Emekli Yusuf Güdücü de, emeklinin genel bütçeden ulusal gelirden hisse alıp almadığına bakmanın daha yanlışsız olacağını söyledi.
“Milli gelirden hissemizi verselerdi nispeten daha yeterli olabilme imkanı vardı” diyen Güdücü, “Gelen artırımlarla genel hiçbir gereksinimimiz karşılanmıyor. 12 bin 500 TL alan artırımlarla fakat konut kirasını karşılıyor. Bir çok arkadaşımızın konut kiralarına yetişmesi mümkün değil. Keşan’da konut kiraları 10ila 15 bin ortasında değişiyor. Evvelce dedeler babalar çocuklarına katkı yapardı maaşlarından. Artık bir emekli çoluk çocuğundan katkı istiyor. Hele o artırımlar cebe bir gelsin. Bizim şu an elimizde aslında paramız yok. Gelen artırımlarla bakalım ne yapacağız. Bizim elimize ne kalacak onu düşünelim. Allah bütün emeklilerimize Allah kolaylık versin” diye konuştu.

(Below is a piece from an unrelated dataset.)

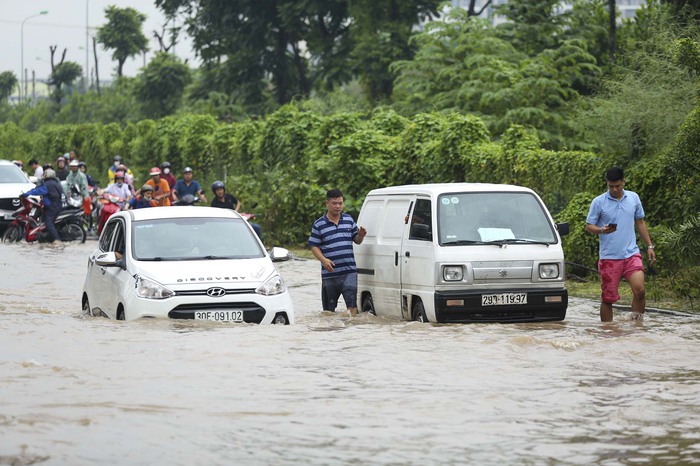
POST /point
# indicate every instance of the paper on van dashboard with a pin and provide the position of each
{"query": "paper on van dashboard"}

“Aldığımız yüzde 15.75 artırımdan mutlu değiliz” diyen bir öteki emekli Işık Kaleli de, “Bu parayla geçinemeyiz. Konutum kirada olsa 15 bin TL kira, nasılş geçineceğiz. Bir ekmek alamazsın, âlâ ki meskenim kirada değil. Hani bunun elektriği, doğalgazı, telefonu, suyu, bu parayla geçinilebilir mi? 25 Bin TL’de olsa geçinemeyiz. Emeklinin durumu perişan, güzel gitmiyoruz. 16.5 milyon emekli bir ortaya gelebilse bu iktidarı anında deviririz. Öteki türlü olmaz. 16.5 milyon kişi bir ortaya gelsin” diyerek yaşadıkları problemleri anlattı.